Alors que la production aurait voulu introduire Robin, Burton va en fait axer son histoire sur le Pingouin et Catwoman, deux anti-héros qui avaient tout pour plaire au réalisateur à l’univers sombre, baroque et barré. Il n’y a qu’à voir la magnifique introduction du film pour s’apercevoir que Batman n’en sera pas le héros et que c’est ce maudit Pingouin qui va faire avancer l’histoire. D’ailleurs, côté histoire, on est ici face à l’un des films les plus sombres et pessimistes de Tim Burton. Non seulement l’univers décrit ici est particulièrement noir et violent dans la forme (pas, ou très peu de scène en journée, un noir prédominant) mais aussi dans le fond.
En effet, en s’intéressant plus particulièrement aux méchants de l’histoire, Batman Returns s’oriente vers un discours particulièrement violent qui n’est pas vraiment pour les enfants. Ici, Burton y explore les thèmes qui lui tiennent à coeur alors qu’il est en train de se faire une place d’auteur étrange à Hollywood. Le Pingouin est un monstre qui n’attend que de la reconnaissance auprès des gens « normaux» mais avec un naturel qui revient au galop, Catwoman est une femme brisée, même Batman est un homme coupé en deux, à deux doigts de franchir la frontière qui le sépare du mal. Au milieu de ces trois « animaux» (un pingouin, un chat et une chauve-souris), celui qui est le plus proche de la normalité, l’industriel Max Shreck (Christopher Walken), représente quand à lui tous les défauts de l’humanité (manipulation, cupidité, arrogance), si bien que finalement, devant ces personnages tourmentés, on ne sait pas vraiment qui de l’homme ou de l’animal est le pire.
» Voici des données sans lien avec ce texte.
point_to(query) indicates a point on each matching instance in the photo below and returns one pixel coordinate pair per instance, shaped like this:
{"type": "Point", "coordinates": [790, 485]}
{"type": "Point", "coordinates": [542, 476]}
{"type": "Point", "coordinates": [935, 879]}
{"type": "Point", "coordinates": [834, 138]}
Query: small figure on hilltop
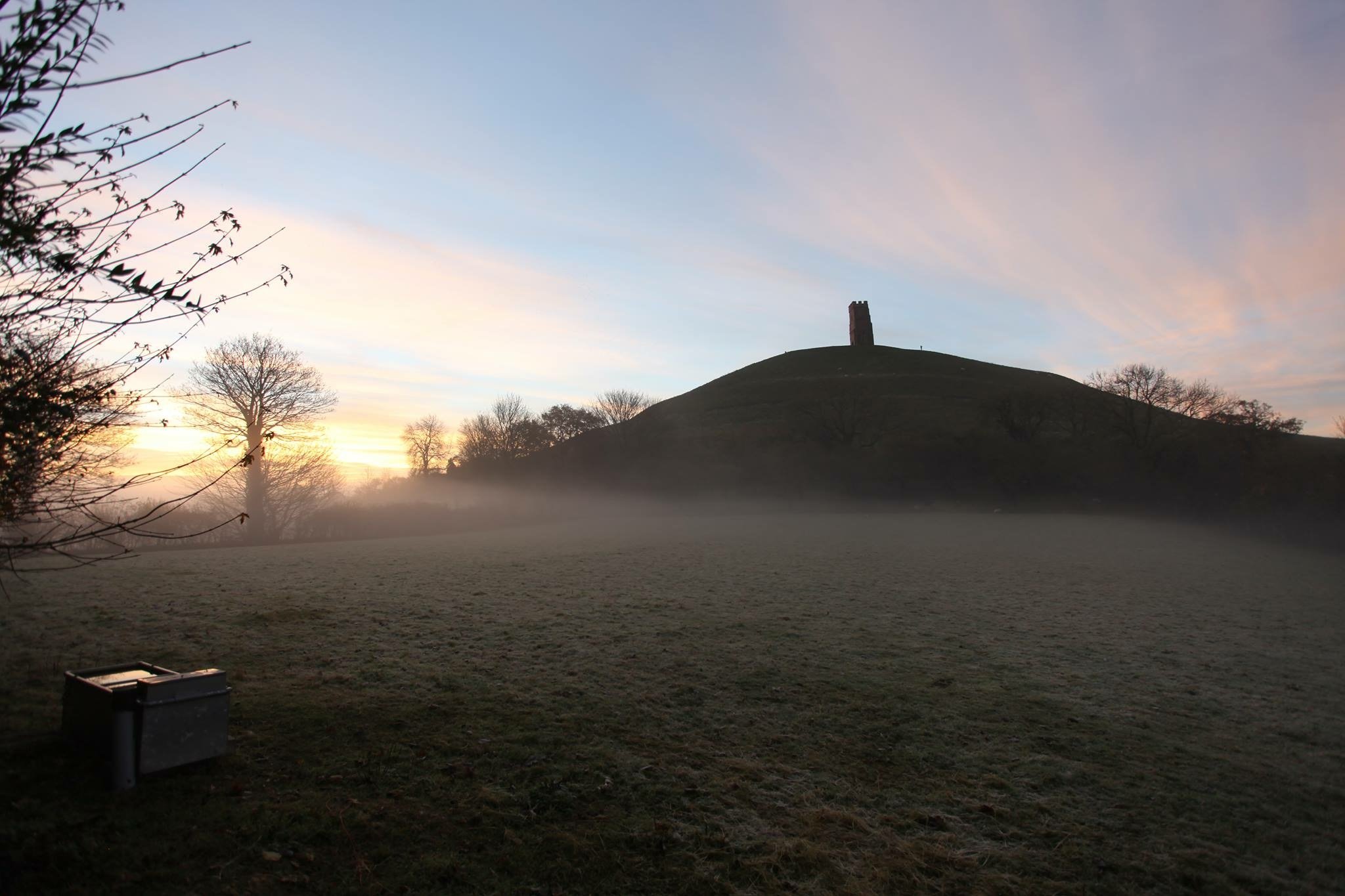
{"type": "Point", "coordinates": [861, 328]}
Pour succéder à l’interprétation impériale de Jack Nicholson dans le premier volet, Tim Burton a réuni un casting à la hauteur des attentes pour entrer dans l’univers tout autant pulp que gothique de Batman Le Défi. Ainsi, si Michael Keaton reprend le masque du héros, il ne fait pas le poids face à ses opposants (l’acteur lui-même a justement souhaité avoir moins de présence à l’écran). Danny DeVito, aidé par le maquillage de Stan Winston incarne littéralement un Pingouin violent, sombre, horrible, bref, tout ce que peut être un personnage rejeté par l’humanité. Et pourtant c’est dans ce rejet qu’il trouvera sa force et par lequel le spectateur pourra comprendre ses actions. D’un autre côté, Michelle Pfeiffer révèle en Catwoman non seulement une icône de la libération de la femme mais aussi une personne trahie, brisée et en quête de revanche sur ceux qui l’ont tuée physiquement et intérieurement. L’actrice a si bien incarné ce personnage ambivalent, navigant avec difficulté entre le bien et le mal, que toute autre interprétation de l’héroïne souffrira forcément de la comparaison.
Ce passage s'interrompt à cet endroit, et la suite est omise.